We have natural internal abilities to act as a few personalities within our minds. This intuitive acting ability helps us understand others, as well as situations where others are involved.

The more closely we manage to play other characters in our mind the greater we may understand others.
I believe that eventually each of us develops one dominating/leading character, therefore, we identify this character as our own Self. The rest of imaginable characters commonly play only "supportive" roles on the stage of one's personal reality.

When we need to improve ourselves, we are able to find/create not only a new role to play in mind but also to find the way to express in our new actions.
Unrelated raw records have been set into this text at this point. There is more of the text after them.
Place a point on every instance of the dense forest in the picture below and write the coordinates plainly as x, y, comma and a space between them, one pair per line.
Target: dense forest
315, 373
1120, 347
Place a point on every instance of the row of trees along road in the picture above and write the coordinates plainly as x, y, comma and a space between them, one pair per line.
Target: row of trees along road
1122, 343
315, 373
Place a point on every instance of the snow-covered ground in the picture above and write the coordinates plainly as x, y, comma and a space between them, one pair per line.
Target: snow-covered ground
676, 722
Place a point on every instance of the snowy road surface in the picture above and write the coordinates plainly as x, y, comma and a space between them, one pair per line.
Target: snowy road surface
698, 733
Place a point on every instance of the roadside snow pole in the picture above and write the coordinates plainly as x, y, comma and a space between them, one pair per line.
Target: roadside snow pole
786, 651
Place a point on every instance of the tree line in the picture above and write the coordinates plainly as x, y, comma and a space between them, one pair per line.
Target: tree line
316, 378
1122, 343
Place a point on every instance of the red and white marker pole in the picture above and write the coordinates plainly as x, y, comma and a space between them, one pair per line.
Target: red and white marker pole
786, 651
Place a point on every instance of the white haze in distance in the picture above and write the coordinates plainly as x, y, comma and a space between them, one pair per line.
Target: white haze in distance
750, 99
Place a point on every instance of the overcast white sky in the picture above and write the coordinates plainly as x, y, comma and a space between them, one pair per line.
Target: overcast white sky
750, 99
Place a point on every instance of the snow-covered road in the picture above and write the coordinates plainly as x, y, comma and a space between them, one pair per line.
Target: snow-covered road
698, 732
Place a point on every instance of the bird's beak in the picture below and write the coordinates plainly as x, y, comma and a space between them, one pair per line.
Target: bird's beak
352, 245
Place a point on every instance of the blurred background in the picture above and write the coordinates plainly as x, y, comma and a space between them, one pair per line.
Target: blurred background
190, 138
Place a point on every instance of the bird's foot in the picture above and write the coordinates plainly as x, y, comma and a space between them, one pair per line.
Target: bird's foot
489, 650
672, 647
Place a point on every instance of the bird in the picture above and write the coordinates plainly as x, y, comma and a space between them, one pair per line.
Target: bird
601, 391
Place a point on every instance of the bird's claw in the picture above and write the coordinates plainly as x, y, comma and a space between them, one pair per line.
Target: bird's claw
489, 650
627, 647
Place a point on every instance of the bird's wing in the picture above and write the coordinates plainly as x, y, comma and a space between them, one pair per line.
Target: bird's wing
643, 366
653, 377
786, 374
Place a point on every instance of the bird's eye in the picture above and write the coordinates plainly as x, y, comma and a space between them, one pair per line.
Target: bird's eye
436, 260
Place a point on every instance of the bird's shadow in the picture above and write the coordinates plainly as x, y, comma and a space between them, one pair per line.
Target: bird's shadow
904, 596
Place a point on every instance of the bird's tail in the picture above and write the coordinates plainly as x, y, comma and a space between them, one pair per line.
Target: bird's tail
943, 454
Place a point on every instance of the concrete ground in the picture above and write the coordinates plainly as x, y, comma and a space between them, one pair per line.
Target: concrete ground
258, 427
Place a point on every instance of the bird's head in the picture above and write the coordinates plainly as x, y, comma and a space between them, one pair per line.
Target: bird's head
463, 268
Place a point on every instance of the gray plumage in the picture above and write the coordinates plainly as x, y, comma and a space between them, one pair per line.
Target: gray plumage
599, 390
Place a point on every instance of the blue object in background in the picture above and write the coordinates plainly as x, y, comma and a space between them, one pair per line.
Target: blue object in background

We begin to imitate our parents, cats and dogs, aircrafts and trains in our very early childhood. As adults we laugh at this kind of early stage of acting, but our minds keep acting to the rest of our life. Without internal acting our minds cannot produce any thought.

This amazing instinctive talent, I think, may be developed if we could have learned to explore this talent more consciously in thinking, researching and communicating.

JONAS SALK has described how he conducted his important research by behaving himself as living cells.
He also said:

The art of science is as important as so-called technical science. You need both. It's this combination that must be recognized and acknowledged and valued. ..You can have a team of unconventional thinkers, as well as conventional thinkers. If you don't have the support of others you cannot achieve anything altogether on your own. It's like a cry in the wilderness. In each instance there were others who could see the same thing, and there were others who could not. It's an obvious difference we see in those who you might say have a bird's eye view, and those who have a worm's eye view. I've come to realize that we all have a different mind set, we all see things differently...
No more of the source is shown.